The panel will discuss the importance of a standard-based approach to Cloud Security Governance automation, the role and value of OSCAL as the standardized language to harmonize the assessment and compliance, the role and value of security frameworks such as CIS Controls, and CSA Cloud Control Matrix, the importance of the mapping between the various industries security framework, international standards, legal and regulatory requirements, compliance mechanisms, and the key role of a standard approach to mapping in the OSCAL language to allow effective and efficient assurance interoperability at scale.

In an era where cloud adoption is accelerating, building trust and achieving compliance with data protection regulations is critical. This abstract highlights a joint presentation by Daniele Cattadu, the Chief Technology Officer (CTO) for the Cloud Security Alliance (CSA), and Gabriela Mercuri, the Managing Director of SCOPE Europe, focused on "Building Trust in the Cloud: Find Your GDPR Compliance Path through the STAR Program."

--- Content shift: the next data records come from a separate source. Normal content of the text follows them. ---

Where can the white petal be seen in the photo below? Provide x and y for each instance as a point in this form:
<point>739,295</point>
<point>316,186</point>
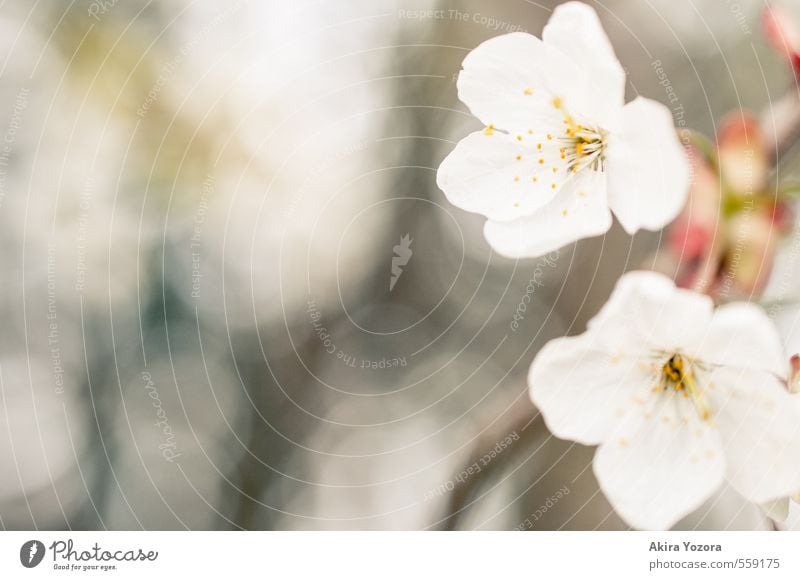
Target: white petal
<point>648,170</point>
<point>759,423</point>
<point>647,311</point>
<point>582,391</point>
<point>578,211</point>
<point>742,335</point>
<point>660,467</point>
<point>510,81</point>
<point>575,30</point>
<point>501,177</point>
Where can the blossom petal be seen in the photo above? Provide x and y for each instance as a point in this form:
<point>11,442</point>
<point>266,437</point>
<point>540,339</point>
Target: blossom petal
<point>648,170</point>
<point>579,210</point>
<point>576,31</point>
<point>661,464</point>
<point>582,390</point>
<point>759,423</point>
<point>510,81</point>
<point>777,509</point>
<point>501,177</point>
<point>647,311</point>
<point>741,335</point>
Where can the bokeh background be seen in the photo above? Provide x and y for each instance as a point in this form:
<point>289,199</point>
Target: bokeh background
<point>199,206</point>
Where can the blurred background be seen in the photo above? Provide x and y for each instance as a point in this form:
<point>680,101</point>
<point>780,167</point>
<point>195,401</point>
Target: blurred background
<point>201,204</point>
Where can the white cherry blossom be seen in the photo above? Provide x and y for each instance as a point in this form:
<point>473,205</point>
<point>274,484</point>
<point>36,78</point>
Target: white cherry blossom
<point>679,397</point>
<point>560,145</point>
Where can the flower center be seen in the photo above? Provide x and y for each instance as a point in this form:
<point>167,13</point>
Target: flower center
<point>676,374</point>
<point>583,146</point>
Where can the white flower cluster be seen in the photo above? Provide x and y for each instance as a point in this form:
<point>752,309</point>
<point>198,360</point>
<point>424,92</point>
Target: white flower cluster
<point>680,398</point>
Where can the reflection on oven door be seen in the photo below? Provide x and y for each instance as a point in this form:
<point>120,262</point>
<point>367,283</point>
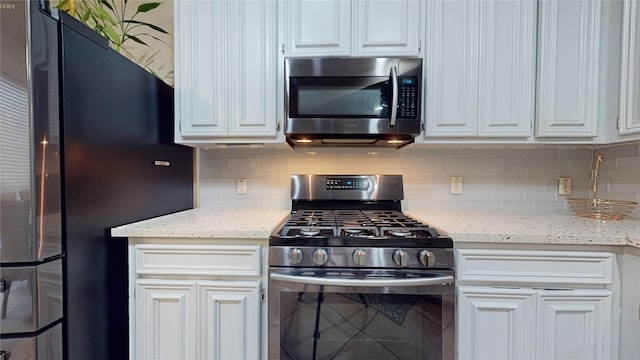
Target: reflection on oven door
<point>360,326</point>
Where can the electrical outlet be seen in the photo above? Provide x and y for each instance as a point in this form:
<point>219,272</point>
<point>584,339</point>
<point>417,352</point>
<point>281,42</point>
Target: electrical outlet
<point>564,186</point>
<point>456,184</point>
<point>241,186</point>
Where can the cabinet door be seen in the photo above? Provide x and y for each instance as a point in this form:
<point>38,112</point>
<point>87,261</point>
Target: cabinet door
<point>480,66</point>
<point>165,319</point>
<point>386,28</point>
<point>226,62</point>
<point>507,68</point>
<point>574,324</point>
<point>495,323</point>
<point>630,75</point>
<point>568,68</point>
<point>229,324</point>
<point>317,27</point>
<point>200,79</point>
<point>451,68</point>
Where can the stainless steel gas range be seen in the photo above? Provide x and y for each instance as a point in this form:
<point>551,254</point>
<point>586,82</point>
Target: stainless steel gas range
<point>351,276</point>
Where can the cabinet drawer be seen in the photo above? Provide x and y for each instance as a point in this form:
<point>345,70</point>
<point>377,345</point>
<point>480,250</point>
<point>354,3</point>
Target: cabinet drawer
<point>170,259</point>
<point>533,267</point>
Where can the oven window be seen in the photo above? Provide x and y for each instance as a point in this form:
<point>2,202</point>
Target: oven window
<point>365,97</point>
<point>360,326</point>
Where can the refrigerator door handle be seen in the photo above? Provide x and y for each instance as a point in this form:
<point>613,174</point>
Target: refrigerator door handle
<point>161,163</point>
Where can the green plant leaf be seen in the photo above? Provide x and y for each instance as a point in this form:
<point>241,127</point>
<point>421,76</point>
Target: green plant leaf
<point>84,17</point>
<point>154,27</point>
<point>148,6</point>
<point>136,39</point>
<point>103,15</point>
<point>105,3</point>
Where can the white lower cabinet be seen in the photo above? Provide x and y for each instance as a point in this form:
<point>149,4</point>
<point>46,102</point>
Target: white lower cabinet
<point>534,304</point>
<point>196,302</point>
<point>525,323</point>
<point>495,323</point>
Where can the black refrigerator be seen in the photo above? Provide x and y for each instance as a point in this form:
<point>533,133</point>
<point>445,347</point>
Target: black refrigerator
<point>86,144</point>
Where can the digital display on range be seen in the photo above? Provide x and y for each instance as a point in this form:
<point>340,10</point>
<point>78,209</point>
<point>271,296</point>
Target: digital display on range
<point>347,184</point>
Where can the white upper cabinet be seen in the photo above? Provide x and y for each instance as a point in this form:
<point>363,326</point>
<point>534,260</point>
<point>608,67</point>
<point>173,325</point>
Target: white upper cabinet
<point>568,68</point>
<point>351,28</point>
<point>480,68</point>
<point>317,28</point>
<point>629,122</point>
<point>386,27</point>
<point>226,59</point>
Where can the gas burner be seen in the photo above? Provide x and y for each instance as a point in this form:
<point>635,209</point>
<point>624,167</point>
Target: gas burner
<point>309,232</point>
<point>358,231</point>
<point>400,232</point>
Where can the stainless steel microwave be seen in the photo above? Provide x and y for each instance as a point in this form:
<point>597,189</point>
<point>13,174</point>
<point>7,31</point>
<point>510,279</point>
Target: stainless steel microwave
<point>353,101</point>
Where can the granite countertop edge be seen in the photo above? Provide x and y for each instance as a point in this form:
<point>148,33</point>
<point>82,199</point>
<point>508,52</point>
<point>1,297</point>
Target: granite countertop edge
<point>462,226</point>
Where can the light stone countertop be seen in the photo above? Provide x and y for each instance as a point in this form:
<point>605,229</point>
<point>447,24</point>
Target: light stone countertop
<point>207,223</point>
<point>531,228</point>
<point>558,228</point>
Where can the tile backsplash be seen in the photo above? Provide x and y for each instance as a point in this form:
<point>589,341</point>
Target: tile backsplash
<point>500,179</point>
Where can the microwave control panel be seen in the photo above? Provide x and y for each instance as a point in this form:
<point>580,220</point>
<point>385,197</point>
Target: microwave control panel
<point>408,99</point>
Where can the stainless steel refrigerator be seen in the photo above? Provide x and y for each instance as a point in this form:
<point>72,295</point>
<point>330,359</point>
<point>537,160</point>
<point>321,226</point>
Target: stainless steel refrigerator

The presentation explores the importance of the CSA's Security, Trust, and Assurance Registry (STAR) Program as a means to navigate the complex landscape of General Data Protection Regulation (GDPR) compliance in cloud environments. Both Cattadu and Mercuri provide valuable insights, emphasizing its role in establishing trust and transparency between organizations and cloud service providers.
By incorporating insights from Cattadu and Mercuri, organizations can confidently navigate the complexities of GDPR compliance, ensuring the privacy and security of personal data while fostering trust in cloud environments.